The Indian and the Ice: When to Believe Something

Imagine a woman living in India in the 18th or 19th century[1]. Her cousin, the sailor, has just returned from a trading voyage and, after being suitably plied with food and attention, tells his audience about distant lands where it is so cold that water becomes as hard as wood; you can break off a piece of water and hold it in two fingers.

The woman doesn’t believe him. His story seems utterly fantastical. In her experience, water is never hard. It’s always liquid or gas. As much as she wants to trust her beloved cousin, he’s also a sailor, just like the ones who have passed through town in the past, talking about mermaids and six-headed serpents.


[1] I got this analogy from The Pig that Wants to Be Eaten, by Julian Baggini. He, in turn credits it to David Hume’s On Miracles, though I gather that the analogy of the Indian and the ice didn’t actually appear in On Miracles, but rather arose out of criticism of that work.

Clearly, the Indian woman is wrong: there is such a thing as ice. But I’d argue that she’s wrong for the right reason: being too skeptical, rather than too gullible. And this is one of those cases where reality turns out to be weirder than she could imagine.

Forming an accurate understanding of the world is a balancing act: I don’t want to admit too many untrue ideas, but I don’t want to just disbelieve everything, because I also want to admit true ideas. And I also don’t want to spend my life on the fence about everything. So I use rules of thumb, which don’t always work. And so sometimes, I’m wrong.

Like other atheists and skeptics, I’ve been accused of being closed-minded. The analogy of the Indian woman and the ice is just the sort of thing a critic could point to. More things in heaven and earth than are dreamt of in your philosophy and all that.

But for every such nugget of implausible truth, there are several metric tons of bullshit. The Indian sailor’s story of hard water sounds, to the woman, just like other stories about six-headed monsters, centaurs, mermaids, and floating mountains. And so she’s right to reject it, at least until such time as good evidence comes along.

The cost of believing too much is measured in money and in human lives. Tim Farley keeps a running tally at What’s the Harm?. The cost of believing too little seems, to me, much lower. So it’s a chance I’m willing to take.

8 thoughts on “The Indian and the Ice: When to Believe Something”

  1. I would argue that she should be less skeptical of this story than the others. She probably knows of cases where a substance changes from solid to liquid on cooling – cooking fat and some metals used for casting. It shouldn’t be incredible that water could be another such substance, when cooled to a temperature she hasn’t experienced.

    The duckbilled platypus, on the other hand – no-one should believe that without seeing it.

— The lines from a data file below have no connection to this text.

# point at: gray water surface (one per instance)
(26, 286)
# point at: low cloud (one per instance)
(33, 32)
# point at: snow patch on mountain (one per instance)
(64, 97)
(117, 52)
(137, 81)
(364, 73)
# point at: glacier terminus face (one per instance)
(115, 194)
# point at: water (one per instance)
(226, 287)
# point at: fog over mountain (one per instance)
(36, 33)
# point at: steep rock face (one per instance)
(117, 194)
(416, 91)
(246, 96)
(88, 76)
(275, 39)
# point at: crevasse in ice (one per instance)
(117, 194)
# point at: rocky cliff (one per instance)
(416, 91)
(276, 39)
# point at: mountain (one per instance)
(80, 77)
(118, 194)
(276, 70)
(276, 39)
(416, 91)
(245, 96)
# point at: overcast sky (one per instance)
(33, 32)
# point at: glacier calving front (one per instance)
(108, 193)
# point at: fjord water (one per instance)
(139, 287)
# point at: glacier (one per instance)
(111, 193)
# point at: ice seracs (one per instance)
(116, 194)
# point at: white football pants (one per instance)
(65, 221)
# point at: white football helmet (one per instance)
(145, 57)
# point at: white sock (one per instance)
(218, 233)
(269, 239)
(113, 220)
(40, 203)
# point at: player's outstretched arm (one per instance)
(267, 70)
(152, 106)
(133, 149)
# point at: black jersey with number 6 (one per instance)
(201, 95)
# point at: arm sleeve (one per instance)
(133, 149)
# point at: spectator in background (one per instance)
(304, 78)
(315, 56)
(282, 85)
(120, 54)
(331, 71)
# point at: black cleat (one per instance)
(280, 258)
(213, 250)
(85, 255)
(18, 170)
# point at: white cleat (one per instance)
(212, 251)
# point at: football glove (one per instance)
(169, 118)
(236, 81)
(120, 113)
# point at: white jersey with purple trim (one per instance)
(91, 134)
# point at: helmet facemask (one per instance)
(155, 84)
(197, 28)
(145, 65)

    1. Yeah, no analogy is perfect. I was thinking of the village smith last night, myself (of course, I was also thinking about Mark Twain’s comment that the word “cold” in India is just there to allow you to distinguish weather that’ll melt a brass doorknob from weather that’ll only make it mushy). The important parts are that she’s confronted with a claim that happens to be true, but looks like a lot of false ones, and is presented without evidence.

    2. Hmmm. Seems to me that while she *could* make the analogy to the melting/freezing behaviour of other substances, there’s no compelling reason for her to do so. In a non-scientifically informed worldview, would it even be obvious that different substances should behave analogously? After all, not all solids in her world melt when hot — think of the wood or charcoal she uses in her cooking fire, which instead turn into flame (temporarily) and then ash.

      From my (so far scant) readings in the history of science, it seems like many advances were made only when someone came up with the right way of framing a phenomenon — that A was (in some important but not naked-eye-obvious way) similar to B but different from C, and then exploring why.

      1. Ah, you mean like Isaac Newton, who proposed that if it weren’t for whatever it is that makes every moving object stop after a while, that a moving object would continue moving indefinitely?

        1. That would be one example, yes. I was reading a book recently about 17th century science, and how they grappled with the idea of “motion”, which up until then was not much more than a vague intuition. Eventually it turned out that they needed two concepts (momentum and kinetic energy) to really be able to describe and analyze what was going on with moving and colliding bodies. There were similar conceptual gropings concerning “electric fluid” and “electric atmosphere” (ie. the field surrounding a charged object) And it didn’t help that they didn’t know enough about electricity to design experiments that would yield consistent results — it was very much a bootstrapping operation.

          Think about all the basic physical formulae you were taught in high school and first year — every symbol in those expressions is a triumph of insight, of someone realizing that there is a discrete “thing” here, something that allows one to carve nature at the joints.

          (This no longer has much to do with the original post, does it?)